IAP日本支部・病理診断学術奨励賞は、診断病理分野の優れた英文論文を発表した若手病理医に贈られる大変栄誉ある賞です。

 里見学内講師は、国立がん研究センター研究所で解析されたびまん性グリオーマの臨床検体を用いて、国立がん研究センター中央病院と行った研究で本賞を受賞しました。  
研究では、びまん性星細胞腫に対して、CDKN2Aホモ接合性欠失の代理マーカーとしてMTAPの免疫組織化学が有用であることを明らかにし、さらに、IDH変異星細胞腫では、同手法により、予後の予測が可能であることを報告しました。

 病理学教室 柴原純二教授は、「中枢神経系腫瘍の診断には、分子遺伝学的解析が要求されるものの、遺伝子・形態統合診断が可能な施設は多くない。
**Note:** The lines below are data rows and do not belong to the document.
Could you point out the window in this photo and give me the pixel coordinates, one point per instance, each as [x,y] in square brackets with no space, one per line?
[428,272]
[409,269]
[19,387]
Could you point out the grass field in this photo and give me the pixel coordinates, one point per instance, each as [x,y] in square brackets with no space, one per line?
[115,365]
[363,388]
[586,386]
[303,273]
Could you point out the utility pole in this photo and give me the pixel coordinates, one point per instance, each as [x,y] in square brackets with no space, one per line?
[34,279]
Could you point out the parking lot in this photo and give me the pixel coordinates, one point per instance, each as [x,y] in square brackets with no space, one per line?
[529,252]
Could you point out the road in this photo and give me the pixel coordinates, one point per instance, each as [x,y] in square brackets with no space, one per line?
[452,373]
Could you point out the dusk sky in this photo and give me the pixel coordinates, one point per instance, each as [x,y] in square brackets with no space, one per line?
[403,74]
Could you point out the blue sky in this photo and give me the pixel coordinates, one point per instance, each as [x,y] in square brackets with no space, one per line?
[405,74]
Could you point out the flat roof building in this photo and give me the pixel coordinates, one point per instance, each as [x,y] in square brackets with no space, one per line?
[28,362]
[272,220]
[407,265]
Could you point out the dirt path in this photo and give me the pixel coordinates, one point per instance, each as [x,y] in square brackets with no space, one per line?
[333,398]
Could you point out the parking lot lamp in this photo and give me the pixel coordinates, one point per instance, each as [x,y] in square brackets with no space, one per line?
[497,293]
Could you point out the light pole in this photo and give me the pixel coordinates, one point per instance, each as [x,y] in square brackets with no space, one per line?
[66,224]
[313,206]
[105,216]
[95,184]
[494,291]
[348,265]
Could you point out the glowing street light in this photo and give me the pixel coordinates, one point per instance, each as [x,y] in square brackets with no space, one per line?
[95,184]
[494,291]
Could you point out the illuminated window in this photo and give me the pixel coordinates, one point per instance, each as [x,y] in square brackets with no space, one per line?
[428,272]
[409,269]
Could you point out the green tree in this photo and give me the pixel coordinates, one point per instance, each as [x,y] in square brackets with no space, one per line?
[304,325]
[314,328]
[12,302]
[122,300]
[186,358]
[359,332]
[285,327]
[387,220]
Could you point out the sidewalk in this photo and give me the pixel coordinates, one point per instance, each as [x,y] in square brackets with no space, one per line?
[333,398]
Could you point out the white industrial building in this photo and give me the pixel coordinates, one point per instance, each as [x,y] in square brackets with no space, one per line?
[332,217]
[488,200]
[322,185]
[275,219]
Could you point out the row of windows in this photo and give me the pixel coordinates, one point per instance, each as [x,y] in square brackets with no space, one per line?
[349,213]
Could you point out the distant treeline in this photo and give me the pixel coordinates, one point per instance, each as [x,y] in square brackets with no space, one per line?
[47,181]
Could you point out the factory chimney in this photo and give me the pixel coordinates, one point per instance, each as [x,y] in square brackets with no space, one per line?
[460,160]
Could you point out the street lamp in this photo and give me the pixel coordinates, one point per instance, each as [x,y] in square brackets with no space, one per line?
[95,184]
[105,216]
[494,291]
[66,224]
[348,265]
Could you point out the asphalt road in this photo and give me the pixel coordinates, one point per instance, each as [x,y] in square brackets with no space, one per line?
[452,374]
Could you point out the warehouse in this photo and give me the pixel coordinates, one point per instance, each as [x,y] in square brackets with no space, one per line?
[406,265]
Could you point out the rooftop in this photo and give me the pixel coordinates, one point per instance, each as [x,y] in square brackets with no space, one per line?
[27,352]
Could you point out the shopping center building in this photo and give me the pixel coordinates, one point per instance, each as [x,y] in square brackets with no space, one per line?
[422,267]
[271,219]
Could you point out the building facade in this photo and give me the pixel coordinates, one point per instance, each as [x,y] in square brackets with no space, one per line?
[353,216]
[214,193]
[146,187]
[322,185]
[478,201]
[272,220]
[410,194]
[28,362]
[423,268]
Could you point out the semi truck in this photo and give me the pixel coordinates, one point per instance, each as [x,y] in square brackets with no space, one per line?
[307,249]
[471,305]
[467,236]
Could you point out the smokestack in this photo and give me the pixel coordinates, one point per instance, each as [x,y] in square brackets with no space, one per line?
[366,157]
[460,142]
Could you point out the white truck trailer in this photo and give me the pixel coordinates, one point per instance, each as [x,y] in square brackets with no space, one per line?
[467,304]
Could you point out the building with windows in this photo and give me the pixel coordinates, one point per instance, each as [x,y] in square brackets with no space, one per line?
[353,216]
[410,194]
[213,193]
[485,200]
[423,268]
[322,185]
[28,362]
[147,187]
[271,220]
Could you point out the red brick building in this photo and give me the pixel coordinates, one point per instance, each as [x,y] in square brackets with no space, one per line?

本研究は日常診療でも施行可能な免疫組織化学による代理マーカーの有用性が示されており、中枢神経系腫瘍の全国均てん化に重要な一歩となる」と述べています。

 里見学内講師は、「ご指導をいただきました先生方に深く御礼申し上げます。遺伝子・形態統合診断が導入された中枢神経系腫瘍分類の正確な病理診断に寄与できるよう、今後も研究活動に取り組んでまいります」とコメントしています。